Anxiety and worry can be a normal part of everyday life, or a debilitating condition. Nervousness is common reaction to stressful or threatening situations, but when anxiety extends beyond the situation, becomes constant and overwhelming, and causes significant distress that impacts your daily life or work, therapy is appropriate.
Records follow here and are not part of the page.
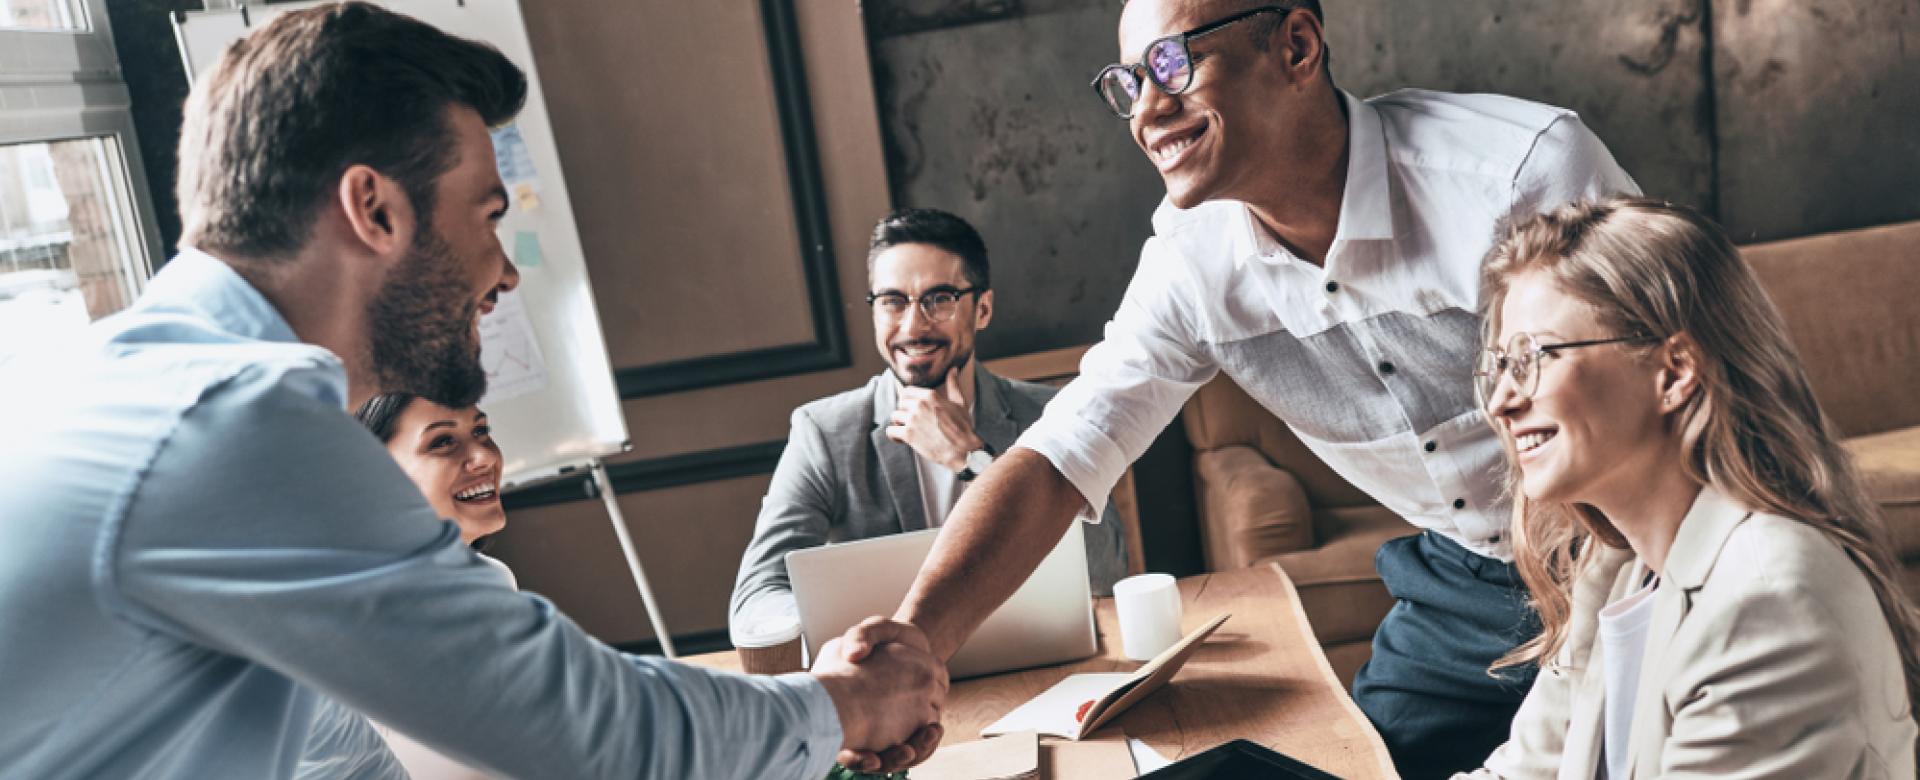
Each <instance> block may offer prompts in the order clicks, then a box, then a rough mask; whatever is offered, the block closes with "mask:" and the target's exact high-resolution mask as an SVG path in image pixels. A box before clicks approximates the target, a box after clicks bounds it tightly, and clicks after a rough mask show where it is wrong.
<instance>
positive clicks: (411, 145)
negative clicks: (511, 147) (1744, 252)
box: [177, 2, 526, 259]
mask: <svg viewBox="0 0 1920 780" xmlns="http://www.w3.org/2000/svg"><path fill="white" fill-rule="evenodd" d="M522 104H526V75H524V73H522V71H520V69H518V67H516V65H515V63H513V61H509V60H507V58H505V56H501V54H499V52H497V50H493V48H492V46H488V44H482V42H474V40H467V38H455V37H451V35H445V33H442V31H440V29H434V27H432V25H426V23H422V21H419V19H413V17H407V15H401V13H394V12H388V10H384V8H378V6H371V4H365V2H344V4H332V6H319V8H309V10H300V12H288V13H282V15H280V17H276V19H275V21H273V23H269V25H267V27H265V29H261V31H257V33H253V35H248V37H246V38H242V40H238V42H234V44H232V46H228V48H227V52H225V54H223V56H221V61H219V63H217V65H213V69H211V71H209V73H207V77H205V79H202V81H200V83H198V85H194V92H192V94H190V96H188V102H186V111H184V113H186V121H184V123H182V127H180V150H179V158H180V171H179V184H177V194H179V200H180V217H182V219H184V221H186V227H184V234H182V244H186V246H196V248H200V250H209V252H225V254H232V256H242V257H255V259H273V257H286V256H292V254H296V252H298V250H300V248H301V246H305V242H307V238H309V236H311V234H313V225H315V221H317V217H319V206H321V202H323V198H326V196H328V194H330V192H332V188H334V186H338V181H340V175H342V173H346V169H348V167H351V165H369V167H372V169H376V171H380V173H382V175H388V177H392V179H394V181H397V183H399V186H401V188H403V190H405V192H407V198H409V200H411V202H413V209H415V213H419V215H420V221H422V227H424V225H430V215H432V206H434V183H436V181H438V179H440V175H444V173H445V171H449V169H451V167H453V165H455V163H457V161H459V159H457V152H455V144H453V134H451V133H453V131H451V127H449V121H447V119H449V117H447V111H449V110H451V108H453V106H465V108H470V110H474V111H476V113H480V119H484V121H486V123H488V125H490V127H493V125H501V123H505V121H509V119H513V117H515V115H516V113H520V108H522Z"/></svg>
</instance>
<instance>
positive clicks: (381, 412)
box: [353, 392, 419, 442]
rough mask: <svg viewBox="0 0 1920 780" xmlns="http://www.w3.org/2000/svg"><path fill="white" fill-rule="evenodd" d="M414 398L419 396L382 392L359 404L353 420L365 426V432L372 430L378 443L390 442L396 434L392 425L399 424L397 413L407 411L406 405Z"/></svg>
mask: <svg viewBox="0 0 1920 780" xmlns="http://www.w3.org/2000/svg"><path fill="white" fill-rule="evenodd" d="M415 398H419V396H415V394H411V392H384V394H378V396H372V398H369V400H367V403H361V407H359V411H355V413H353V419H357V421H359V423H361V425H365V427H367V430H372V434H374V436H378V438H380V442H392V440H394V432H396V430H394V425H397V423H399V413H401V411H407V405H409V403H413V400H415Z"/></svg>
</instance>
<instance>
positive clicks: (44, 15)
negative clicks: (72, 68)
mask: <svg viewBox="0 0 1920 780" xmlns="http://www.w3.org/2000/svg"><path fill="white" fill-rule="evenodd" d="M0 27H6V29H40V31H84V29H86V13H84V8H79V6H77V4H73V2H71V0H0Z"/></svg>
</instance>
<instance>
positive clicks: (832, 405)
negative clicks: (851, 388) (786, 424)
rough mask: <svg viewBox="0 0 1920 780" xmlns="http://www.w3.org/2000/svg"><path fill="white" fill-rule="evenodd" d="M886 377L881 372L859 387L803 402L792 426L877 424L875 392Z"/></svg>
mask: <svg viewBox="0 0 1920 780" xmlns="http://www.w3.org/2000/svg"><path fill="white" fill-rule="evenodd" d="M885 380H887V375H885V373H879V375H876V377H874V378H870V380H868V382H866V384H862V386H858V388H852V390H845V392H837V394H831V396H828V398H820V400H812V402H806V403H801V407H799V409H793V427H795V428H799V427H801V425H812V427H816V428H820V430H828V432H841V430H866V428H870V427H874V394H876V390H877V388H879V382H885Z"/></svg>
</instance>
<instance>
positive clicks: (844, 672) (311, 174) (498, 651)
mask: <svg viewBox="0 0 1920 780" xmlns="http://www.w3.org/2000/svg"><path fill="white" fill-rule="evenodd" d="M524 96H526V79H524V75H522V73H520V71H518V69H516V67H515V65H513V63H511V61H507V60H505V58H503V56H499V52H493V50H492V48H486V46H480V44H474V42H468V40H461V38H451V37H447V35H444V33H440V31H436V29H432V27H428V25H422V23H419V21H415V19H409V17H403V15H396V13H390V12H384V10H378V8H374V6H367V4H342V6H323V8H315V10H305V12H290V13H284V15H282V17H278V19H276V21H275V23H271V25H267V27H265V29H261V31H257V33H253V35H252V37H248V38H246V40H242V42H238V44H234V46H232V48H230V50H228V52H227V54H225V58H223V60H221V63H219V65H217V67H215V69H213V71H211V73H209V75H207V77H205V79H204V81H202V83H200V85H196V88H194V92H192V96H190V98H188V108H186V117H188V119H186V125H184V129H182V134H180V181H179V196H180V207H182V221H184V238H182V250H180V256H179V257H175V259H173V261H171V263H169V265H167V267H165V269H163V271H161V273H159V275H156V279H154V280H152V284H150V286H148V290H146V294H144V296H142V298H140V300H138V302H136V304H134V305H132V307H129V309H127V311H125V313H119V315H115V317H109V319H104V321H102V323H98V325H94V327H92V329H90V330H88V332H86V338H84V342H83V344H79V346H63V348H61V350H50V353H46V355H38V357H23V359H15V361H13V363H12V365H8V367H0V430H6V436H8V444H6V448H4V450H0V507H4V509H0V511H4V515H0V536H4V538H6V540H8V544H6V546H0V626H6V630H4V632H0V701H4V703H6V705H4V707H0V776H8V778H131V776H140V778H250V780H257V778H286V776H292V772H294V767H296V761H298V759H300V755H301V749H303V747H305V743H307V740H309V730H311V726H313V722H315V713H317V711H319V709H321V703H323V697H324V695H330V697H336V699H340V701H342V703H346V705H349V707H355V709H359V711H363V713H367V715H371V717H374V719H378V720H382V722H386V724H390V726H394V728H397V730H401V732H407V734H409V736H413V738H417V740H420V742H422V743H428V745H432V747H436V749H440V751H444V753H447V755H451V757H457V759H461V761H463V763H468V765H472V767H478V768H484V770H490V772H495V774H503V776H574V778H589V776H605V778H770V776H778V778H806V780H814V778H820V776H826V772H828V768H829V765H831V763H833V757H835V751H839V749H881V751H883V755H889V757H891V759H893V761H912V759H914V757H920V755H924V753H925V751H927V749H929V745H931V743H937V738H939V730H937V726H933V728H920V726H924V724H929V722H937V719H939V715H937V705H939V701H941V697H943V695H945V686H947V674H945V669H943V667H941V665H939V663H937V661H935V659H931V657H929V655H927V651H925V649H924V646H916V644H912V642H908V644H893V646H883V647H876V649H874V651H872V653H866V651H862V653H858V655H854V653H849V651H845V649H843V647H841V646H837V644H829V646H828V647H824V649H822V653H820V655H822V657H820V663H818V665H816V669H814V672H812V674H789V676H778V678H747V676H739V674H724V672H712V670H703V669H691V667H682V665H674V663H668V661H662V659H643V657H628V655H622V653H616V651H612V649H609V647H607V646H603V644H599V642H595V640H591V638H589V636H586V634H584V632H582V630H580V628H578V626H576V624H574V622H572V621H568V619H566V617H564V615H561V613H559V611H557V609H553V605H551V603H547V601H543V599H540V597H538V596H524V594H518V592H515V590H511V588H507V586H505V582H501V578H499V576H497V574H495V573H493V571H492V569H490V567H488V565H486V563H482V561H480V559H478V557H476V555H474V553H472V551H470V549H468V548H465V546H463V544H461V542H459V530H457V528H455V526H453V524H451V523H444V521H440V519H438V517H436V515H434V511H432V509H430V507H428V503H426V500H424V498H422V496H420V492H419V488H415V486H413V482H409V480H407V478H405V475H403V473H401V471H399V467H397V465H396V463H394V461H392V457H388V455H386V451H384V450H382V446H380V444H378V442H376V440H374V438H372V436H371V434H367V432H365V430H363V428H361V427H359V425H357V423H353V419H351V417H348V413H346V409H351V407H357V405H359V403H361V402H363V400H365V398H369V396H371V394H374V392H378V390H411V392H417V394H420V396H424V398H430V400H434V402H438V403H442V405H453V407H463V405H470V403H474V400H478V396H480V392H482V388H484V373H482V371H480V363H478V344H480V340H478V315H480V313H484V311H488V309H490V307H492V305H493V302H495V298H497V294H499V292H503V290H511V288H513V286H515V284H516V282H518V273H516V271H515V267H513V263H511V261H507V256H505V252H503V250H501V246H499V242H497V238H495V234H493V223H495V221H497V219H499V217H501V215H503V213H505V209H507V192H505V188H503V186H501V181H499V175H497V171H495V169H493V150H492V142H490V138H488V125H497V123H503V121H507V119H511V117H513V115H515V113H516V111H518V108H520V104H522V100H524ZM854 659H858V661H854ZM916 730H918V734H920V736H918V740H912V742H910V736H912V734H914V732H916ZM904 742H910V743H906V745H900V743H904ZM887 745H895V747H891V751H889V749H887ZM916 747H920V749H916Z"/></svg>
- Feelings of Panic, Fear, or General Uneasiness
- Being Easily Fatigued
- Difficulty Concentrating
- Muscle Tension
- Uncontrollable, Obsessive Thoughts
- Sleep Disturbance
- Heart Palpitations
- Dizziness or Nausea
- Inability to be still and calm
- Dry Mouth
The good news is that anxiety disorders respond well to therapy. The therapy approach depends on the the type of anxiety disorder and its severity, but in most cases, anxiety disorders are treated with behavioral therapy, medication, or a combination of both. Complimentary treatments are also helpful including self-help techniques such as relaxation techniques, healthy eating habits, reduced alcohol and nicotine, regular exercise and getting enough sleep.
The goal of Cognitive behavioral therapy (CBT) is to teach you how to manage anxiety. It does this by helping you understand how you think and act when you’re anxious.
Cognitive therapy helps you identify the negative, irrational thoughts that occur with your anxiety. You’ll learn to replace these with more positive, realistic thoughts.
Behavioral therapy helps you change how you react to anxiety. You’ll learn coping skills and methods for relaxing to help you better deal with anxiety.
Exposure therapy helps you confront your fears in a safe, controlled environment. Repeated exposure to the feared object or situation - whether in your imagination or in reality - can help you gain a greater sense of control. Facing your fears without experiencing harm can diminish your anxiety around them.
If you have already been diagnosed with an Anxiety Disorder — Social Anxiety Disorder for example — the combination of medication and CBT may be the most effective treatment. Some choose to begin with medication alone, in hopes of gaining at least some initial relief of symptoms before starting CBT. Still others want to start with CBT, hoping to be content with the progress they make and add medication only if needed. Some patients begin treatment with medication and CBT therapy simultaneously. For many, this combination approach is the best treatment.